Lydia Okello, influenciadora negra, contou que também se sentia impotente para enfrentar grandes empresas de moda. Okello recebeu a oferta de uma roupa gratuita da Anthropologie se publicasse conteúdo no Instagram e fornecesse várias imagens à empresa para uma campanha nas redes sociais referente ao mês do Orgulho Gay. Okello respondeu com sua tabela de preços, mas disse que o produtor que a havia contatado evitou repetidamente seu pedido de pagamento – tratamento que ela não acredita que um influenciador branco e hétero teria recebido.

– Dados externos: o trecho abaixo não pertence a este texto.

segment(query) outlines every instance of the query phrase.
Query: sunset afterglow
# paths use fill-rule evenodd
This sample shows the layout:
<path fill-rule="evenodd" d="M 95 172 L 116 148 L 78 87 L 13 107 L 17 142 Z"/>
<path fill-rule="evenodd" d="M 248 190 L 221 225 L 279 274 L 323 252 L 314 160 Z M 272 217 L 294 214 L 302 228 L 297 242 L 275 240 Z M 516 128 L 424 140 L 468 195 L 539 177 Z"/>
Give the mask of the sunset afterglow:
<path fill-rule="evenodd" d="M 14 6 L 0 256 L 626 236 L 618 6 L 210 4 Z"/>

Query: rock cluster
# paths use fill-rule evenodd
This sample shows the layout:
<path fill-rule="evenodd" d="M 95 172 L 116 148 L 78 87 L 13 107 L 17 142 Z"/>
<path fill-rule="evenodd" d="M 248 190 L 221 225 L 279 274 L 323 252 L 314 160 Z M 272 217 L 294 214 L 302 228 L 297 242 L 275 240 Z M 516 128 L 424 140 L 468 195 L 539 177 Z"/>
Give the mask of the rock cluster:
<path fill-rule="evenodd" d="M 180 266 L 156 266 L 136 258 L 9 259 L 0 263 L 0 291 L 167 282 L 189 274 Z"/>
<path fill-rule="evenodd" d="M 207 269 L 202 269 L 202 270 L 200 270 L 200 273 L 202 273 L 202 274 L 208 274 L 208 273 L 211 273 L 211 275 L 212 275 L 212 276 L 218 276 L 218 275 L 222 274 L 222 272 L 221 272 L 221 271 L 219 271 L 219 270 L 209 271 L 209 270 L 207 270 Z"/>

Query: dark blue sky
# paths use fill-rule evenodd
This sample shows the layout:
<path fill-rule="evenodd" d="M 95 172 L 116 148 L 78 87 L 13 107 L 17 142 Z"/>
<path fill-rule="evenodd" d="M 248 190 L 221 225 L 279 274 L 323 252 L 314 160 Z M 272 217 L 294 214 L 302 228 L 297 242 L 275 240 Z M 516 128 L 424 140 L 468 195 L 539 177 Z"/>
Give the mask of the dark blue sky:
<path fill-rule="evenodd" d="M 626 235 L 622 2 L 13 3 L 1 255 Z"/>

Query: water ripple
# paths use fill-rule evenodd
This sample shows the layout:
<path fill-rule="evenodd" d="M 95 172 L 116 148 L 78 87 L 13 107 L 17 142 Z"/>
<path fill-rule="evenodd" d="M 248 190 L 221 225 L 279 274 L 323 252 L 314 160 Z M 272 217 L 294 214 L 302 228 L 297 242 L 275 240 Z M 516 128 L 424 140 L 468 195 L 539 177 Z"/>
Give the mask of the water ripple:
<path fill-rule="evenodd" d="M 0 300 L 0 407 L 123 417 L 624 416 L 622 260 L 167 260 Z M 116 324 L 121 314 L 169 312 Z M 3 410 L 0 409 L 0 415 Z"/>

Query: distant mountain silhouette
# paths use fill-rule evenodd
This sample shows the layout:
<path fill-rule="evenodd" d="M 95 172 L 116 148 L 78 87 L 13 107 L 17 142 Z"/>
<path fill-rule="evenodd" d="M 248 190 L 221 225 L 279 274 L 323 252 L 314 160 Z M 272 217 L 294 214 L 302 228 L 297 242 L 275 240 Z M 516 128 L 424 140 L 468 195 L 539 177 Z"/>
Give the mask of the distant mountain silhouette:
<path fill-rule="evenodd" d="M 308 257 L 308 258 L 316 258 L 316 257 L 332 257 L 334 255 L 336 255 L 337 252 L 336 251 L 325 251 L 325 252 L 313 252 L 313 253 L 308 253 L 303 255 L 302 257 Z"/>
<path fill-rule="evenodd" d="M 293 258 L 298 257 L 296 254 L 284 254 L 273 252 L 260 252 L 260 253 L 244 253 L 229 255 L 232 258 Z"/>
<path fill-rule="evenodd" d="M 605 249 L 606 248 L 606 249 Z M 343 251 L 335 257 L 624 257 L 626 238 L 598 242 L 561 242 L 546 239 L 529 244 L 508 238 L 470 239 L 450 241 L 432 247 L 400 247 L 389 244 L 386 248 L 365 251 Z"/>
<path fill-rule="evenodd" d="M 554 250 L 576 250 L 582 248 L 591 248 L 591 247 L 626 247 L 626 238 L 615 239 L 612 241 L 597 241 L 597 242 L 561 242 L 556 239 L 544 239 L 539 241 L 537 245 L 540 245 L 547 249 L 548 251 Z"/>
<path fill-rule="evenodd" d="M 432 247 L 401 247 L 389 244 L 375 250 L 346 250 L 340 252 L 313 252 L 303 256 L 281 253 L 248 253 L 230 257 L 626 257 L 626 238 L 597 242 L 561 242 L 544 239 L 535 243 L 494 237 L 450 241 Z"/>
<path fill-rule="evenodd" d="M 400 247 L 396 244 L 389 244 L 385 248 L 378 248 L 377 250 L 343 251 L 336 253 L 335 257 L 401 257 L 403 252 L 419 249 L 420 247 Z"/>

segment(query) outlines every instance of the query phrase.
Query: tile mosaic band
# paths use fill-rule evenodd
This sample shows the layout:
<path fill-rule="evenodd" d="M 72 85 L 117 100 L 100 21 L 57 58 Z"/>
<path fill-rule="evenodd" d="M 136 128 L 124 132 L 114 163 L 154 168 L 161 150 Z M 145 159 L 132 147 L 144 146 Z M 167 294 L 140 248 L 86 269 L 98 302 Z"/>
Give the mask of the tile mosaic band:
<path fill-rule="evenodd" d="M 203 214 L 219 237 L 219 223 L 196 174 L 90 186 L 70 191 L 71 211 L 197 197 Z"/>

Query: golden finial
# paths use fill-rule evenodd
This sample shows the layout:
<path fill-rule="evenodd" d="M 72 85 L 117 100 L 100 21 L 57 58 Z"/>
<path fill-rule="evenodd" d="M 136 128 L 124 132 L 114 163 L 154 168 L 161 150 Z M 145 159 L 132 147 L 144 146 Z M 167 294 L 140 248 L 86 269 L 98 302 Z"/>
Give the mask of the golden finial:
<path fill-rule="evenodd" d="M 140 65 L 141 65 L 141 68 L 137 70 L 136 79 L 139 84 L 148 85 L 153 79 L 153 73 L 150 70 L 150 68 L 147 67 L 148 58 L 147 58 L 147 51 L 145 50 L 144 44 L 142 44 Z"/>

A URBN, empresa proprietária da Anthropologie, afirmou em comunicado que agiu mal no "primeiro contato com Lydia". A empresa disse que estava avaliando como tornar mais transparentes e respeitosas as interações futuras com influenciadores, ao mesmo tempo que deixava claras as diretrizes de compensação.

"Trabalhei como uma pessoa negra criativa durante toda a minha vida adulta, e notei que muitas vezes há uma suposição de que você deve se sentir lisonjeado pelo fato de uma grande empresa procurá-la, notá-la, e isso reflete uma narrativa cultural maior, de que o trabalho criativo de grupos marginalizados é menos valioso. É tipo 'cale-se e aceite, ou encontraremos outra pessoa'", disse Okello.

A falta de diversidade nos papéis de liderança na indústria agrava o problema. Agências de publicidade e executivos de marketing de empresas como General Motors, McDonald's e Walmart prometeram abordar o assunto em uma carta pública.

Mas as mensagens de solidariedade, embora encorajadoras, "soam vazias diante de nossas experiências cotidianas", de acordo com uma carta assinada por centenas de funcionários negros da publicidade em junho.